Variance Estimation Using Refitted Cross-validation in Ultrahigh Dimensional Regression

TL;DR

This paper introduces a refitted cross-validation method for accurate variance estimation in ultrahigh dimensional linear regression, effectively reducing bias caused by irrelevant variables and high spurious correlations.

Contribution

It proposes a novel two-stage refitted procedure using data splitting to improve variance estimation in ultrahigh dimensional settings, matching oracle performance.

Findings

The RCV method achieves asymptotic performance comparable to the oracle estimator.

Simulation results demonstrate the effectiveness of RCV over naive methods.

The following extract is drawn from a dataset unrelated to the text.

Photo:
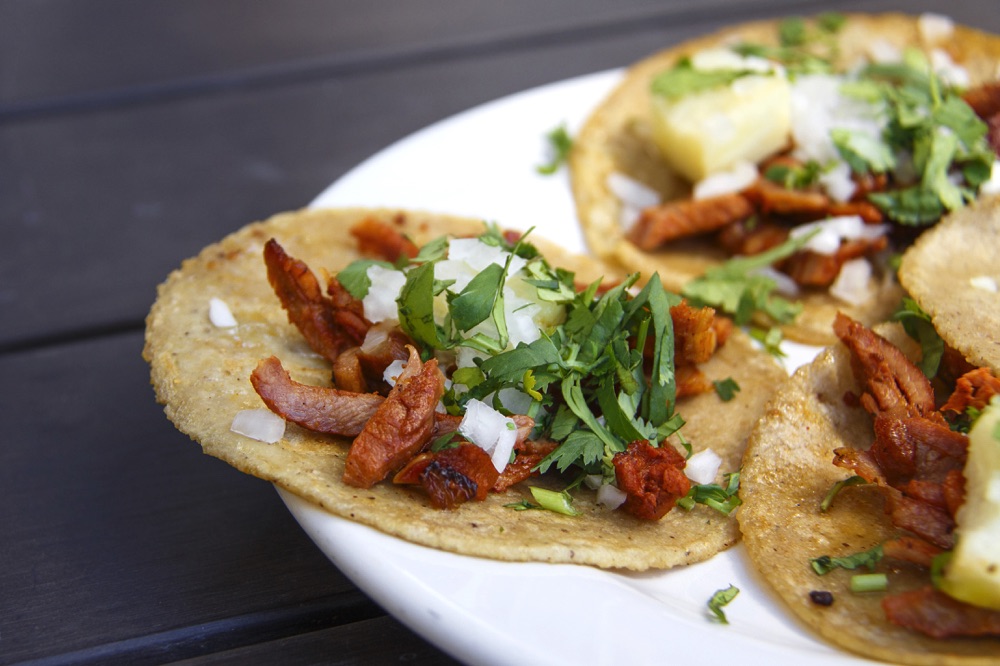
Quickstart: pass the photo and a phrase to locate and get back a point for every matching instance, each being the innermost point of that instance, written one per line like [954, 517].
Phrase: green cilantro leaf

The approach improves variance estimation accuracy in ultrahigh dimensional models.

Abstract

Variance estimation is a fundamental problem in statistical modeling. In ultrahigh dimensional linear regressions where the dimensionality is much larger than sample size, traditional variance estimation techniques are not applicable. Recent advances on variable selection in ultrahigh dimensional linear regressions make this problem accessible. One of the major problems in ultrahigh dimensional regression is the high spurious correlation between the unobserved realized noise and some of the predictors. As a result, the realized noises are actually predicted when extra irrelevant variables are selected, leading to serious underestimate of the noise level. In this paper, we propose a two-stage refitted procedure via a data splitting technique, called refitted cross-validation (RCV), to attenuate the influence of irrelevant variables with high spurious correlations. Our asymptotic results show that the resulting procedure performs as well as the oracle estimator, which knows in advance the mean regression function. The simulation studies lend further support to our theoretical claims. The naive two-stage estimator which fits the selected variables in the first stage and the plug-in one stage estimators using LASSO and SCAD are also studied and compared. Their performances can be improved by the proposed RCV method.